Pertama adalah kesalahan dalam memilih tingkat pengukuran (level of measurement): nomimal, ordinal, interval, atau ratio. Dalam SPSS, misalnya, hanya dikenal tiga jenis data: categorical, ordinal, dan scale. yang terakhir digunakan untuk mengakomodasi data interval dan ratio.

Contoh data nominal adalah jender. Hanya ada dua(?) kemungkinan: pria dan wanita. Contoh lain adalah golongan darah. Contoh data ordinal adalah jenjang pendidikan; mulai sekolah dasar dampai dengan universitas. Kita bisa mengurutkan data ini; dengan menyimpulkan, misalnya pendidikan si A lebih tinggi dibandingkan dengan pendidikan si A. Contoh data interval adalah suhu (dalam Celcius, bukan dalam Kelvin) atau penghasilan. Kita bisa ‘membandingkan’ nilai internal, misalnya dengan mengatakan penghasilan si A dua kali penghasilan penghasilan si B. Contoh data ratio adalah suhu tetapi dalam derajat Kelvin atau Fahrenheit, di mana nilai 0 (nol) di sana berbeda dengan 0 (nol) dalam sistem Celcius. Dalam sistem Celcius (data interval), kita bisa menyimpulkan bahwa 100 derajat adalah dua kali lebih panas dibandingkan 50 derajat. Tidak demikian halnya dengan 100 dan 50 derajat Kelvin, karena acuan nilai derajat Kelvin atau Fahrenheit tidak dimulai dengan 0 (nol).

Apa akibat pemilihan tingkat pengukuran ini? Ini terkait kesalahan kedua, kesalahan dalam memilih teknik statistik deskriptif.

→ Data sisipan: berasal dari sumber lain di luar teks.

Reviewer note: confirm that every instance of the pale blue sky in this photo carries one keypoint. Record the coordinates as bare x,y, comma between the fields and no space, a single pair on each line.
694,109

Tidak teknik analisis statistik dapat diaplikasikan untuk semua data. Sebagai contoh, kita tidak bisa menghitung rata-rata data nominal dan ordinal seperti contoh di atas. Anda tetap ingin tetap menghitung rata-rata? Untuk data nomimal tidak ada peluang, tetapi untuk data ordinal *kadang* masih ada peluang. Sebagai contoh, untuk jenjang pendidikan, kita bisa mengkonversinya dengan berapa lama dibangku pendidikan (schooling years) — dalam bentuk interval — karena kita tahu lama pendidikan setiap jenjang. Bagaimana jika yang kita buat dalam bentuk ordinal adalah tingkat penghasilan (misal a. <1 juta; b. 1-2 juta; dst)? Kita tidak bisa mengkonversikannya dalam bentuk internal, dan akibatnya kita tidak bisa menghitung rata-rata. Apa solusinya? Dalam kuesioner, tanyakan besar penghasilan, tetapi biarkan responden yang mengisinya tanpa kita memberikan pilihan. Lebih sulit bagi responden? Mungkin. Lebih tidak pasti? Bisa jadi. Tetapi bukankah dengan data ordinal, responden juga melakukan perkiraan.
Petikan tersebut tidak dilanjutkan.